Infants and small children are at higher risk for heat-related illnesses for several reasons. They can’t control their environment (if they’re left in a room that is hot, for example); they have a high metabolic rate, which means their bodies are producing heat constantly; and they aren’t able to perspire as sufficiently as adults. Never leave a child in a parked car, even with the windows open.
Others at higher risk for heat-related illness include those who are morbidly obese, the elderly, and people who are immobile. People with diabetes can be heat sensitive, too. If you have diabetes and you become dehydrated from the heat, it can affect your blood-sugar levels. Be sure to keep insulin and other diabetes medications out of the heat, as hot temperatures can ruin them.
Some medications can put you at an increased risk for heat stroke as well. These include allergy medicines or antihistamines, blood pressure and heart medications, diuretics, laxatives, antidepressants, and seizure medications. Talk to your doctor about what precautions you should take if you’re taking any of these.
Nausea and vomiting are both early heatstroke symptoms. If you don’t recognize what is going on, and get yourself into a cooler environment, some of heatstroke’s life-threatening complications may be up next.

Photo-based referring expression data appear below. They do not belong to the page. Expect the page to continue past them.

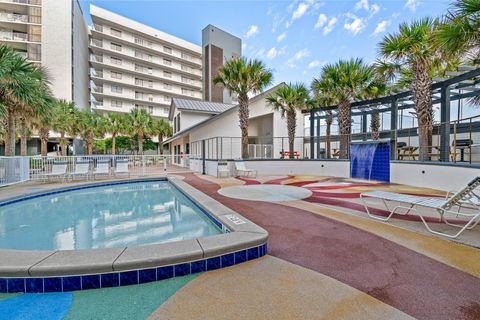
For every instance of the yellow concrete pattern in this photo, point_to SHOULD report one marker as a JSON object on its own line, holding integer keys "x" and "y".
{"x": 454, "y": 254}
{"x": 285, "y": 291}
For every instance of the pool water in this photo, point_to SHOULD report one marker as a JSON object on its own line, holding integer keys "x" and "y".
{"x": 112, "y": 216}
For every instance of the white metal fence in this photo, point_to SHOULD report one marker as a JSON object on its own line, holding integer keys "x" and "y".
{"x": 20, "y": 169}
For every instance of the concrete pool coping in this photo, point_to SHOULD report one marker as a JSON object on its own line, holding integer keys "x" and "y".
{"x": 241, "y": 234}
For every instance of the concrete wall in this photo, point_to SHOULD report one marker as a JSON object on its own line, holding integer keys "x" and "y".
{"x": 81, "y": 92}
{"x": 57, "y": 45}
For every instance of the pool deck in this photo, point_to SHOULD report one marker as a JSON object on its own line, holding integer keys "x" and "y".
{"x": 327, "y": 260}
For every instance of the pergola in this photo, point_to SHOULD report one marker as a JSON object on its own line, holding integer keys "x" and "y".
{"x": 456, "y": 85}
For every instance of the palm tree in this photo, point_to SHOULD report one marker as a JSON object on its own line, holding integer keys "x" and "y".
{"x": 23, "y": 86}
{"x": 64, "y": 121}
{"x": 343, "y": 83}
{"x": 161, "y": 128}
{"x": 116, "y": 123}
{"x": 288, "y": 100}
{"x": 140, "y": 121}
{"x": 413, "y": 48}
{"x": 458, "y": 32}
{"x": 241, "y": 77}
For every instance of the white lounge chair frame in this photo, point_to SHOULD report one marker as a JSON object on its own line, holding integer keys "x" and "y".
{"x": 82, "y": 169}
{"x": 121, "y": 167}
{"x": 466, "y": 198}
{"x": 59, "y": 170}
{"x": 103, "y": 168}
{"x": 223, "y": 170}
{"x": 243, "y": 171}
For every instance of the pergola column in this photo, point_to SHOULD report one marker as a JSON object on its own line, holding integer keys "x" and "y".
{"x": 312, "y": 133}
{"x": 445, "y": 124}
{"x": 393, "y": 128}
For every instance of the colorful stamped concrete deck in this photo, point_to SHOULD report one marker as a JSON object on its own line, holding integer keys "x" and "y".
{"x": 326, "y": 260}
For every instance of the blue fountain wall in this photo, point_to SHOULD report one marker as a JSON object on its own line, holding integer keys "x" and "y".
{"x": 370, "y": 160}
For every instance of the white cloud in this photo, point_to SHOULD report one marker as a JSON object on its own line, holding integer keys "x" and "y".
{"x": 330, "y": 25}
{"x": 355, "y": 25}
{"x": 362, "y": 4}
{"x": 272, "y": 53}
{"x": 299, "y": 55}
{"x": 412, "y": 5}
{"x": 314, "y": 64}
{"x": 381, "y": 26}
{"x": 252, "y": 30}
{"x": 322, "y": 19}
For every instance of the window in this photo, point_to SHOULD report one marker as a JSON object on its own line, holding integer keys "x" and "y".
{"x": 116, "y": 88}
{"x": 116, "y": 103}
{"x": 115, "y": 32}
{"x": 139, "y": 95}
{"x": 115, "y": 75}
{"x": 116, "y": 47}
{"x": 116, "y": 61}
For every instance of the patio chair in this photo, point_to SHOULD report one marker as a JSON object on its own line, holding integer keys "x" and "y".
{"x": 222, "y": 170}
{"x": 121, "y": 167}
{"x": 82, "y": 169}
{"x": 59, "y": 171}
{"x": 103, "y": 168}
{"x": 467, "y": 198}
{"x": 243, "y": 171}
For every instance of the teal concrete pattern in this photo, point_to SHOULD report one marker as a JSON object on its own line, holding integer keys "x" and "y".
{"x": 129, "y": 302}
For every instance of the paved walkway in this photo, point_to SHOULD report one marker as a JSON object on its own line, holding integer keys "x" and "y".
{"x": 326, "y": 261}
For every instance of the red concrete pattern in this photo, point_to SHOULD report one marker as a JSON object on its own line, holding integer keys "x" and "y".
{"x": 405, "y": 279}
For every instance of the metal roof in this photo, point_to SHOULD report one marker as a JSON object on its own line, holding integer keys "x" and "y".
{"x": 201, "y": 106}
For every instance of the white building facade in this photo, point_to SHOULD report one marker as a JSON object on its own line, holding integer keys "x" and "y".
{"x": 134, "y": 65}
{"x": 54, "y": 34}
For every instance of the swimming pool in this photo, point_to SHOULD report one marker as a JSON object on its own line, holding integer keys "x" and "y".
{"x": 112, "y": 216}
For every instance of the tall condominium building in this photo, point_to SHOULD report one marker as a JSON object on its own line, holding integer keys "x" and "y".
{"x": 54, "y": 34}
{"x": 134, "y": 65}
{"x": 218, "y": 47}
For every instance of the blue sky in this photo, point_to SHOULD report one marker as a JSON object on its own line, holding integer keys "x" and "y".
{"x": 294, "y": 38}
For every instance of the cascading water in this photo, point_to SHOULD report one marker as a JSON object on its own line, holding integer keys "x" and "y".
{"x": 370, "y": 160}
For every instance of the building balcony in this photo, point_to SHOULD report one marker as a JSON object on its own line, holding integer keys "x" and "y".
{"x": 18, "y": 36}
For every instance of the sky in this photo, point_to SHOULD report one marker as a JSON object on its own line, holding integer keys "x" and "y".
{"x": 293, "y": 38}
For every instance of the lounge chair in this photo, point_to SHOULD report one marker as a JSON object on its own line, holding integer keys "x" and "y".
{"x": 81, "y": 170}
{"x": 223, "y": 170}
{"x": 103, "y": 168}
{"x": 243, "y": 171}
{"x": 121, "y": 167}
{"x": 467, "y": 198}
{"x": 59, "y": 171}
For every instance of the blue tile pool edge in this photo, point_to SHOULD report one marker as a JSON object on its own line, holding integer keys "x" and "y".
{"x": 130, "y": 277}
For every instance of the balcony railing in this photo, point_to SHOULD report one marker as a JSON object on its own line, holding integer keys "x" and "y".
{"x": 13, "y": 17}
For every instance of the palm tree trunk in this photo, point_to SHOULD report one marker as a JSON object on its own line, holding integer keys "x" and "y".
{"x": 291, "y": 126}
{"x": 329, "y": 121}
{"x": 23, "y": 138}
{"x": 375, "y": 125}
{"x": 114, "y": 142}
{"x": 10, "y": 134}
{"x": 63, "y": 149}
{"x": 344, "y": 123}
{"x": 160, "y": 144}
{"x": 43, "y": 132}
{"x": 243, "y": 115}
{"x": 140, "y": 143}
{"x": 422, "y": 97}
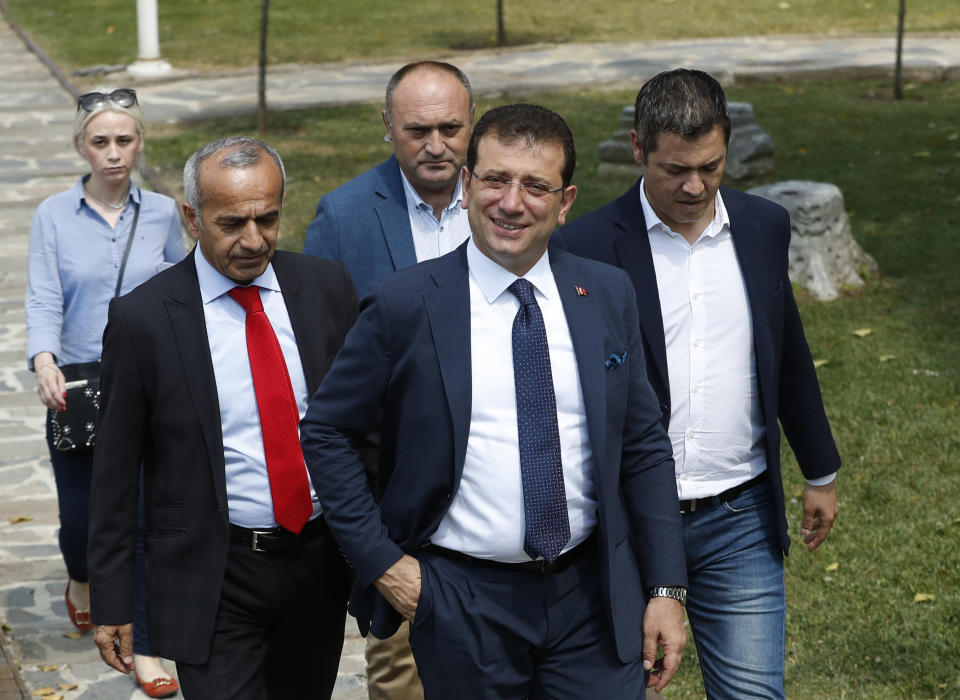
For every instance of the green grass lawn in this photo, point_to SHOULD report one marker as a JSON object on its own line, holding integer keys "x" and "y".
{"x": 208, "y": 34}
{"x": 854, "y": 631}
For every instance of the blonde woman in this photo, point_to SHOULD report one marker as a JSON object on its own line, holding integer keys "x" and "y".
{"x": 101, "y": 237}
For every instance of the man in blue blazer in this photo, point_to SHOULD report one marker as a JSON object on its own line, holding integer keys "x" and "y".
{"x": 529, "y": 509}
{"x": 407, "y": 209}
{"x": 727, "y": 359}
{"x": 403, "y": 211}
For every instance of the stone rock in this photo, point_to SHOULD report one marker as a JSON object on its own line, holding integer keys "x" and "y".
{"x": 824, "y": 257}
{"x": 750, "y": 152}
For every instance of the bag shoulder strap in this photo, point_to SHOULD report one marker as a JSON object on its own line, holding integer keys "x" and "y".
{"x": 126, "y": 252}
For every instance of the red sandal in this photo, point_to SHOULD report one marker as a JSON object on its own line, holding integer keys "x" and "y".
{"x": 159, "y": 687}
{"x": 80, "y": 618}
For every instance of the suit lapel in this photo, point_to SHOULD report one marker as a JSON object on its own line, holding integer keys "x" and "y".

People have about 4 million sweat glands throughout their bodies, according to the International Hyperhidrosis Society. There are two types of sweat glands: eccrine and apocrine. Both produce fluids. The area of the brain known as the hypothalamus controls your body temperature by regulating sweat output and blood flow to the skin. The foul odor associated with sweat comes from the apocrine glands found in the armpits and genital region; the sweat from these glands produces a smell when it comes in contact with bacteria on the skin.